Seuls 22 % des élèves de sixième connaissent la fraction 1/2

Les enquêtes internationales, menées tous les trois ou quatre ans, soulignent régulièrement le retard considérable des élèves français en mathématiques : dans cette discipline, la France occupe la dernière place en Europe. Le conseil scientifique de l’Education nationale a souhaité étudier l’évolution récente des performances des élèves en compréhension des nombres à l’entrée en sixième.”

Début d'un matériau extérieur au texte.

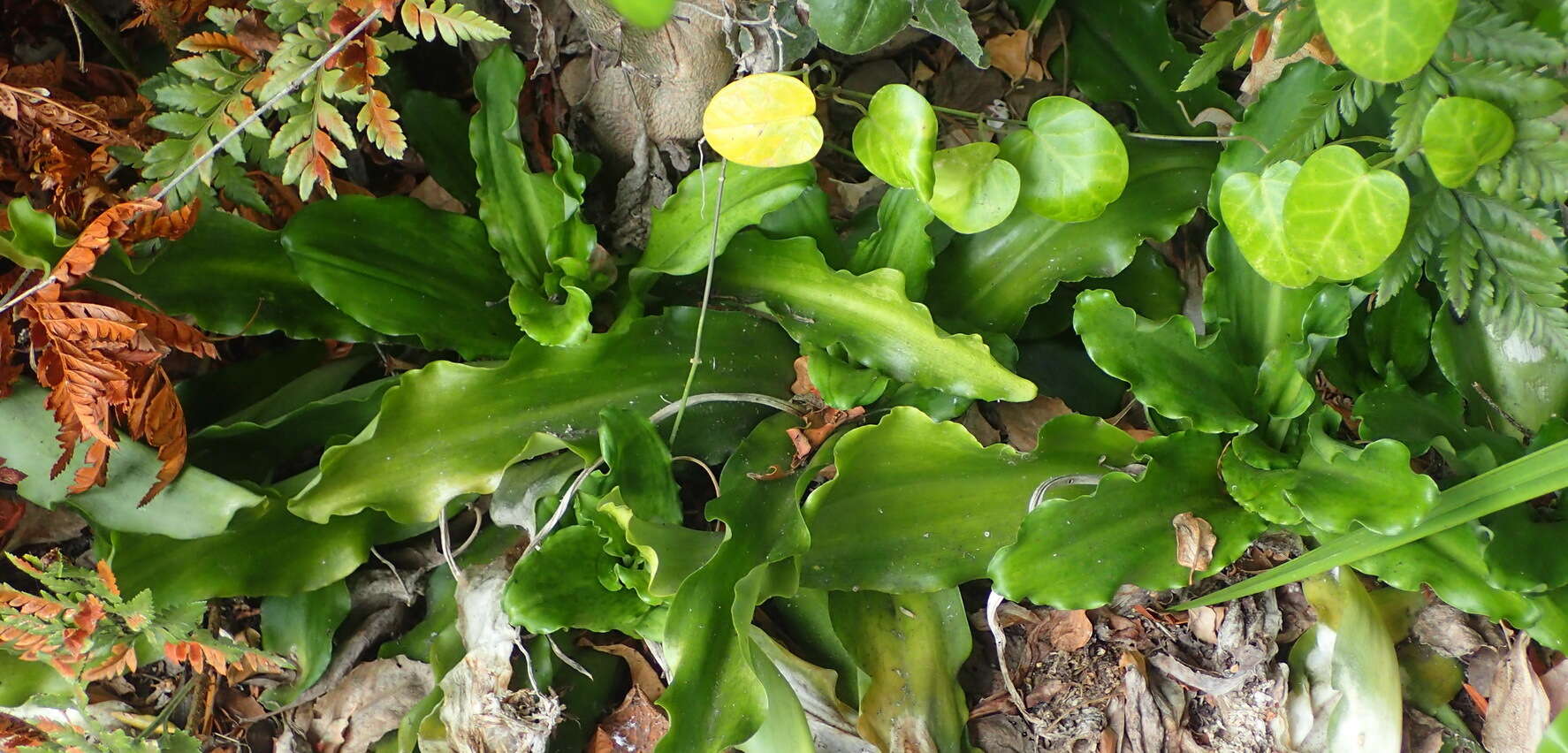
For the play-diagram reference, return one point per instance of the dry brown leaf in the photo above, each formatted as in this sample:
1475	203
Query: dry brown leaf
636	726
1193	542
1517	711
643	675
1013	56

Depuis trois ans, la direction de l’évaluation, de la prospective et de la performance du ministère de l’éducation nationale (DEPP) évalue un échantillon représentatif de près de 6 000 élèves à l’entrée de sixième à l’aide d’un test informatisé qui consiste à placer différents nombres sur une ligne numérique graduée. Il permet de conclure que la plupart d’entre eux ignorent le sens des fractions les plus simples. Par exemple, seuls 22 % des élèves placent correctement la fraction 1/2 sur une ligne graduée de 0 à 5. Seuls 6 % réussissent à placer la fraction 3/6. Lors d’une autre question, seule la moitié des élèves trouve la bonne réponse à la question « combien y a-t-il de quarts d’heures dans ¾ d’heure ? ».
Un niveau médiocre y compris chez les élèves les plus favorisés
« Les erreurs des élèves révèlent une vaste confusion entre différents types de nombres », insistent les auteurs de cette note. Ils ne connaissent pas le sens des symboles qu’ils manipulent. Ainsi, ils confondent 1/2 avec 1,2 (confusion entre fractions et décimaux), avec 2/1 ou encore avec 2,1 (mécompréhension de l’ordre dans lequel se lit une fraction). Les élèves se trompent également dans les calculs avec les nombres décimaux : beaucoup d’élèves pensent que 0,8 + 1 fait 0,9 (méconnaissance de la notation décimale et du rôle de la virgule) ou encore que 0,9 + 1 fait 1 !
« Le déficit de compréhension est présent dans tous les milieux », est-il détaillé. Le taux d’erreurs avec les fractions atteint 85 % en REP (réseaux d’éducation prioritaire). Dans les autres public et privés, il reste également très élevé, de l’ordre de 75 %. Même les élèves qui fréquentent des écoles considérées comme les plus favorisées font près de 70 % d’erreurs. Enfin, les filles font bien plus d’erreurs que les garçons. Parmi les 20 % d’élèves les meilleurs au test de la ligne numérique, deux tiers sont des garçons !
Deux faits « plus préoccupants » encore justifient cette note d’alerte : aucune évolution positive n’est détectée depuis trois ans. « Cette absence d’amélioration suggère que des actions beaucoup plus vigoureuses doivent être entreprises pour mieux enseigner les nombres et les fractions au primaire ». Par ailleurs, un énorme déficit de compréhension des fractions continue de s’observer tout au long de la scolarité. Le taux d’erreurs diminue entre la 6e, la 4e et la 2nde générale, mais il reste très élevé (45 % d’échec en seconde avec les fractions simples).
Pour restaurer du sens, le CSEN propose d’introduire les concepts mathématiques « plus tôt, de façon progressive et intuitive ». Actuellement c’est au CM1 et surtout au CM2 que les décimaux et les fractions sont introduits conjointement. Il propose aussi de composer et décomposer des formes géométriques. Ou encore de prendre l’habitude de mesurer différents objets de différentes longueurs pour introduire les élèves au sens des nombres.